Depuis 2013, une nouvelle organisation territoriale a été adoptée sans changement majeur si ce n’est, le changement d’appellation des anciennes communautés rurales et l’augmentation du nombre des collectivités territoriales.

Cependant, la création de nouveaux territoires au Sénégal s’accompagne très rarement d’une matérialisation de leurs limites sur le terrain. Ce phénomène entraîne un grand flou autour de la limite et occasionne divers conflits qui entravent la gestion et le développement des collectivités dont le territoire physique reste plus ou moins mal connu.

C’est dans ce contexte que nous nous sommes intéressés au processus de découpages administratifs pour comprendre comment les limites territoriales sont définies et se mettent en place ? Quels rôles elles jouent dans la gestion, l’appropriation, la cohésion et le développement des territoires qu’elles contribuent à créer et dont elles constituent une composante déterminante ? Quelle est l’existence réelle de ces territoires ? Que représentent-elles pour les acteurs ?

C’est à ces préoccupations que cette thèse a tenté de répondre, à travers l’exemple de 5 communes dans la région de Saint-Louis (3 ex-communautés rurales et 2 communes).

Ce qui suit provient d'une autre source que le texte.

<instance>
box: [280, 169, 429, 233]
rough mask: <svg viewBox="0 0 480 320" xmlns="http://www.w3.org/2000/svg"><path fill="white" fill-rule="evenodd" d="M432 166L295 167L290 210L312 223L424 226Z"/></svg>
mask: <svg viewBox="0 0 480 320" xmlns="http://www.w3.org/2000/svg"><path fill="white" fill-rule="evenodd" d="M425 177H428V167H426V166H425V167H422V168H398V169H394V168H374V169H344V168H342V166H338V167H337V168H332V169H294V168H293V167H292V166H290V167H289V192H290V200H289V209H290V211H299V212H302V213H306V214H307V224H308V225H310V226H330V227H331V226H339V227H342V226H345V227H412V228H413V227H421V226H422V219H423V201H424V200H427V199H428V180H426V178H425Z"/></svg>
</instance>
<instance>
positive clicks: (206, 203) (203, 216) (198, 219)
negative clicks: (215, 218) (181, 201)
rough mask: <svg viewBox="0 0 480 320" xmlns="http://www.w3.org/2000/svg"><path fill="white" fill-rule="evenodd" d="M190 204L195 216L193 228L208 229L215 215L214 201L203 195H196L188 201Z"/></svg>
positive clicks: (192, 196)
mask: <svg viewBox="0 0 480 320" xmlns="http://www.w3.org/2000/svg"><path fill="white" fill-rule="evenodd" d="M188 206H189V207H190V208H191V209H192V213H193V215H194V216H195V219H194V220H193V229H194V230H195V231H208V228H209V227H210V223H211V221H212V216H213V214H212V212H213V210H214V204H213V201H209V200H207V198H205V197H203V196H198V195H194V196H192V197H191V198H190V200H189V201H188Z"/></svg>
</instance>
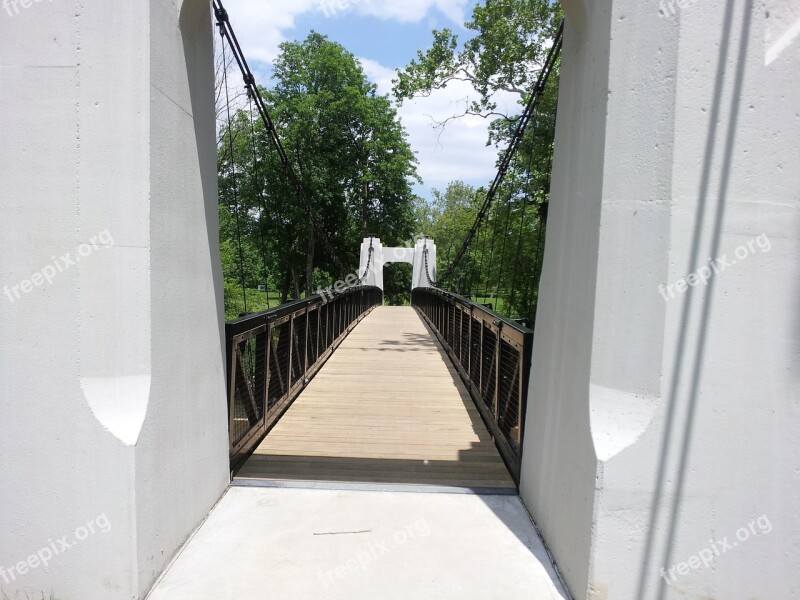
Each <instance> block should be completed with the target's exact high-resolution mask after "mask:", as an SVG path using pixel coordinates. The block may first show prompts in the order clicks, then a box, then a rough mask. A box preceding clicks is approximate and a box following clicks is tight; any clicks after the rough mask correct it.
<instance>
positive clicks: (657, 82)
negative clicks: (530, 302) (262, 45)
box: [522, 0, 800, 600]
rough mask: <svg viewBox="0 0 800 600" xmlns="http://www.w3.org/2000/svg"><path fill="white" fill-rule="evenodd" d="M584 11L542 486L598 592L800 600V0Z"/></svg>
mask: <svg viewBox="0 0 800 600" xmlns="http://www.w3.org/2000/svg"><path fill="white" fill-rule="evenodd" d="M564 8H565V11H566V14H567V25H566V36H565V45H564V52H563V59H562V72H561V89H560V100H559V112H558V126H557V134H556V155H555V164H554V172H553V186H552V198H551V201H550V221H549V224H548V230H547V249H546V256H545V264H544V273H543V276H542V282H541V301H540V304H539V313H538V318H537V331H536V341H535V347H534V351H533V371H532V376H531V387H530V395H529V398H530V400H529V407H528V412H527V427H526V430H525V445H524V459H523V466H522V495H523V498H524V500H525V502H526V504H527V506H528V508H529V509H530V510H531V511H532V512H533V515H534V517H535V519H536V521H537V522H538V524H539V525H540V527H541V528H542V530H543V533H544V537H545V539H546V541H547V542H548V544H549V546H550V548H551V550H552V551H553V553H554V554H555V557H556V559H557V561H558V563H559V566H560V567H561V570H562V572H563V573H564V575H565V577H566V580H567V582H568V583H569V586H570V587H571V589H572V592H573V594H574V595H575V597H576V598H580V599H584V598H593V599H597V600H600V599H603V600H605V599H608V600H617V599H619V600H634V599H635V600H651V599H662V598H664V599H666V598H676V599H677V598H681V599H686V598H693V599H695V598H696V599H700V598H725V599H726V600H727V599H731V600H738V599H745V598H792V597H795V595H796V594H797V593H798V590H800V569H798V565H800V544H799V543H798V540H800V511H798V507H800V436H798V434H797V432H798V430H799V429H800V427H799V426H800V170H798V168H797V164H798V163H799V162H800V150H799V148H800V146H799V145H798V141H800V79H798V73H800V37H799V36H798V34H800V7H799V6H798V4H797V2H796V1H795V0H766V2H762V1H755V0H742V1H736V2H733V1H727V0H692V1H688V0H679V1H677V2H674V1H672V0H665V1H664V2H661V5H660V6H659V3H658V1H657V0H567V1H565V2H564ZM662 569H663V570H662Z"/></svg>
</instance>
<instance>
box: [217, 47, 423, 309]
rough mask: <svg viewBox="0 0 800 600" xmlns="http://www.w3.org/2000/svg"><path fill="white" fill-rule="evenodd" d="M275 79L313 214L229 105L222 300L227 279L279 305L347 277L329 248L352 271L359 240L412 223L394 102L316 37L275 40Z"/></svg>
mask: <svg viewBox="0 0 800 600" xmlns="http://www.w3.org/2000/svg"><path fill="white" fill-rule="evenodd" d="M274 78H275V80H276V85H275V87H274V89H272V90H262V92H263V94H264V97H265V100H266V103H267V105H268V107H269V110H270V113H271V115H272V117H273V120H274V121H275V126H276V129H277V131H278V133H279V136H280V138H281V140H282V142H283V145H284V147H285V149H286V153H287V155H288V156H289V160H290V161H291V163H292V166H293V167H294V170H295V172H296V173H297V174H298V176H299V178H300V180H301V182H302V185H303V187H304V190H305V191H306V195H307V197H308V198H309V199H311V201H312V203H313V215H314V218H313V220H312V219H311V218H309V214H308V212H307V210H306V209H305V207H304V205H303V204H302V203H301V202H300V201H299V199H298V198H297V197H296V195H295V193H294V191H293V190H292V188H291V186H290V184H289V180H288V178H287V177H286V174H285V170H284V165H283V164H282V163H281V161H280V160H279V157H278V156H277V153H276V152H274V151H273V149H272V148H271V146H270V143H269V139H268V137H267V135H266V132H265V130H264V127H263V125H262V123H261V122H260V120H258V119H257V117H254V118H253V120H252V121H251V117H250V113H249V111H247V110H243V111H237V112H236V113H235V114H233V115H232V117H231V123H230V125H231V132H232V135H231V136H230V137H229V136H228V135H227V125H226V127H225V128H224V129H223V135H222V136H221V144H220V148H219V165H220V168H219V179H220V248H221V252H222V261H223V270H224V273H225V280H226V283H227V284H228V289H227V290H226V292H227V293H226V298H227V296H228V295H229V294H231V293H232V290H233V288H231V286H230V284H233V285H234V286H239V288H240V289H239V293H238V296H241V285H242V282H244V285H245V287H248V288H253V287H257V285H258V284H264V283H267V284H269V286H270V289H273V290H276V291H277V293H278V295H279V298H280V300H281V301H286V300H288V299H290V298H299V297H301V296H302V295H304V294H309V293H311V292H313V291H315V289H316V287H317V286H319V285H323V286H325V287H327V285H329V284H330V283H331V282H332V281H334V280H337V279H343V278H344V277H345V276H346V275H347V273H340V272H339V270H340V269H338V268H337V266H336V261H335V260H334V255H336V256H338V257H339V259H340V261H341V262H342V263H343V264H344V265H346V266H351V265H352V271H351V272H355V270H356V268H357V267H358V253H359V248H360V245H361V241H362V239H363V238H364V237H367V236H368V235H376V236H379V237H380V238H381V239H382V240H383V241H384V243H385V244H387V245H393V244H397V243H399V242H400V241H401V240H403V239H407V238H408V237H410V235H411V233H412V229H413V224H414V213H413V204H414V195H413V192H412V188H411V184H412V181H413V180H414V179H415V178H416V177H417V174H416V159H415V157H414V154H413V153H412V151H411V149H410V147H409V145H408V142H407V139H406V133H405V131H404V130H403V128H402V126H401V125H400V122H399V120H398V118H397V114H396V111H395V110H394V108H393V107H392V105H391V102H390V101H389V99H388V98H387V97H384V96H379V95H378V94H377V91H376V87H375V85H374V84H372V83H370V82H369V80H368V79H367V77H366V75H365V74H364V71H363V69H362V67H361V65H360V64H359V63H358V61H357V60H356V59H355V57H354V56H353V55H352V54H351V53H349V52H347V51H346V50H345V49H344V48H343V47H342V46H340V45H339V44H336V43H334V42H331V41H329V40H328V39H327V38H326V37H324V36H322V35H320V34H317V33H314V32H312V33H311V34H310V35H309V36H308V37H307V38H306V40H304V41H303V42H289V43H284V44H282V45H281V54H280V56H279V58H278V59H277V61H276V63H275V70H274ZM231 145H232V146H233V152H232V153H231V151H230V147H231ZM254 150H255V155H256V156H257V157H258V160H257V161H254V159H253V154H254ZM233 302H236V300H232V301H231V307H233V304H232V303H233ZM242 304H243V303H242ZM232 310H233V308H232ZM248 310H251V308H250V303H249V302H248Z"/></svg>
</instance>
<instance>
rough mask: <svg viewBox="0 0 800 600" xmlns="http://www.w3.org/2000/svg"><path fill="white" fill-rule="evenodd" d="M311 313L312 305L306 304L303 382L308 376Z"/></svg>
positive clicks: (303, 353)
mask: <svg viewBox="0 0 800 600" xmlns="http://www.w3.org/2000/svg"><path fill="white" fill-rule="evenodd" d="M310 314H311V306H310V305H309V306H306V326H305V327H304V331H305V336H306V339H305V342H304V343H303V350H304V352H303V354H304V356H303V384H305V381H306V378H307V377H308V323H309V320H310V319H309V315H310Z"/></svg>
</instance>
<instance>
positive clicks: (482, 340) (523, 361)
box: [411, 288, 533, 484]
mask: <svg viewBox="0 0 800 600" xmlns="http://www.w3.org/2000/svg"><path fill="white" fill-rule="evenodd" d="M411 304H412V306H414V307H415V308H416V309H417V311H418V312H419V313H420V314H421V315H422V316H423V318H424V319H425V321H426V322H427V323H428V325H429V326H430V327H431V329H432V330H433V331H434V333H435V334H436V336H437V338H438V339H439V341H440V342H441V343H442V345H443V346H444V348H445V350H446V351H447V353H448V354H449V356H450V358H451V359H452V361H453V364H454V366H455V367H456V370H457V371H458V373H459V375H460V376H461V379H462V380H463V381H464V383H465V385H466V386H467V389H468V390H469V392H470V396H472V399H473V401H474V402H475V405H476V406H477V408H478V411H479V412H480V414H481V417H482V418H483V420H484V422H485V423H486V426H487V428H488V429H489V432H490V433H491V435H492V437H493V438H494V440H495V443H496V445H497V447H498V449H499V450H500V454H501V455H502V457H503V459H504V460H505V462H506V465H507V466H508V469H509V471H510V472H511V475H512V477H514V480H515V481H516V482H517V484H519V476H520V465H521V461H522V445H523V434H524V425H525V412H526V409H527V402H528V382H529V377H530V367H531V354H532V350H533V331H532V330H531V329H528V328H527V327H525V326H523V325H520V324H519V323H518V322H516V321H513V320H511V319H509V318H507V317H504V316H502V315H499V314H498V313H496V312H495V311H493V310H491V309H489V308H486V307H485V306H483V305H481V304H477V303H475V302H473V301H472V300H470V299H469V298H465V297H464V296H459V295H458V294H453V293H451V292H447V291H445V290H442V289H439V288H418V289H416V290H414V291H413V292H412V293H411Z"/></svg>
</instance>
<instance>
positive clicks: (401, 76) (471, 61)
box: [394, 0, 562, 139]
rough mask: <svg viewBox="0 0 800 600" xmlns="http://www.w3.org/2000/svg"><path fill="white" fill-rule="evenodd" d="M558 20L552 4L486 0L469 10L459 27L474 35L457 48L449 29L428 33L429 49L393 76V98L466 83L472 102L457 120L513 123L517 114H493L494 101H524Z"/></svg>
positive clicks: (425, 91)
mask: <svg viewBox="0 0 800 600" xmlns="http://www.w3.org/2000/svg"><path fill="white" fill-rule="evenodd" d="M561 19H562V10H561V6H560V4H559V3H557V2H551V1H549V0H486V2H485V4H483V5H481V4H479V5H476V6H475V8H474V9H473V13H472V20H470V21H468V22H467V23H465V27H466V28H467V29H468V30H470V31H473V32H475V35H474V36H472V37H471V38H470V39H468V40H467V41H466V42H465V43H464V44H463V46H462V47H461V48H460V49H459V40H458V36H457V35H456V34H454V33H453V32H452V31H451V30H450V29H442V30H434V31H433V43H432V46H431V47H430V48H429V49H428V50H427V51H426V52H418V53H417V58H416V59H415V60H412V61H411V63H410V64H409V65H408V66H407V67H406V68H405V69H404V70H398V71H397V76H398V77H397V79H396V80H395V81H394V94H395V96H396V97H397V99H398V100H399V101H401V102H402V101H403V100H407V99H411V98H414V97H416V96H425V95H429V94H431V93H432V92H433V91H434V90H438V89H442V88H444V87H446V86H447V85H448V84H449V83H451V82H452V81H467V82H469V83H470V84H471V85H472V87H473V88H474V89H475V91H476V92H477V93H478V98H477V99H475V100H472V101H471V102H470V103H469V104H468V106H467V108H466V110H465V111H464V113H463V114H462V115H458V116H464V115H467V114H470V115H480V116H482V117H485V118H492V117H500V118H501V120H503V121H506V122H508V121H511V122H516V119H517V115H510V114H504V113H501V112H498V107H497V103H496V102H495V101H494V96H495V94H496V93H497V92H501V91H503V92H510V93H513V94H516V95H517V96H519V101H520V104H525V102H527V97H528V94H529V93H530V92H531V88H532V86H533V84H534V83H535V81H536V79H537V77H538V75H539V71H540V70H541V67H542V65H543V64H544V61H545V57H546V56H547V52H548V51H549V48H550V43H551V41H552V39H553V38H554V36H555V33H556V30H557V29H558V26H559V23H560V22H561ZM458 116H457V117H458ZM457 117H454V118H457ZM448 120H449V119H448ZM446 122H447V121H445V123H446ZM500 139H502V138H500Z"/></svg>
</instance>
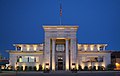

Ce travail de recherche a été mené sur la base :

- D’une approche systémique du territoire pour analyser et comprendre le processus complexe de construction des limites et des territoires ;

- D’entretiens semi-directifs auprès des acteurs qui interviennent dans la gestion politique des collectivités locales de la zone d’étude, des élus, des services techniques et des populations. Ces entretiens ont été complétés par diverses données (des projets de décret, des procès-verbaux de délibérations, des textes de loi, des plans locaux de développement, protocole d’accord etc.) et l’usage de cartes mentales.

Une place essentielle est accordée au discours dans cette recherche. Car nous considérons qu’il constitue un moyen important qui permet d’éclairer les représentations des acteurs de leur territoire et leurs limites. Les entretiens dont la majorité a été effectués en langues locales (peul ou wolof), ont été enregistrés et retranscrits fidèlement à chaque fois que cela été possible.

Pour traiter et analyser le matériel collecté nous avons eu recours à une méthode d’analyse empirique de contenu (analyse de contenu thématique) combinant une approche qualitative et une approche quantitative.

L’interprétation des résultats a permis d’identifier :

- Différentes échelles de référence spatiale pour chaque catégorie d’acteur ;

- Les conditions de création de certaines communes ;

- Les acteurs impliqués et leurs rôles dans le processus ;

- Leur niveau d’appropriation par des territoires communaux.

Des recommandations ont été formulées compte tenu de tous ces éléments.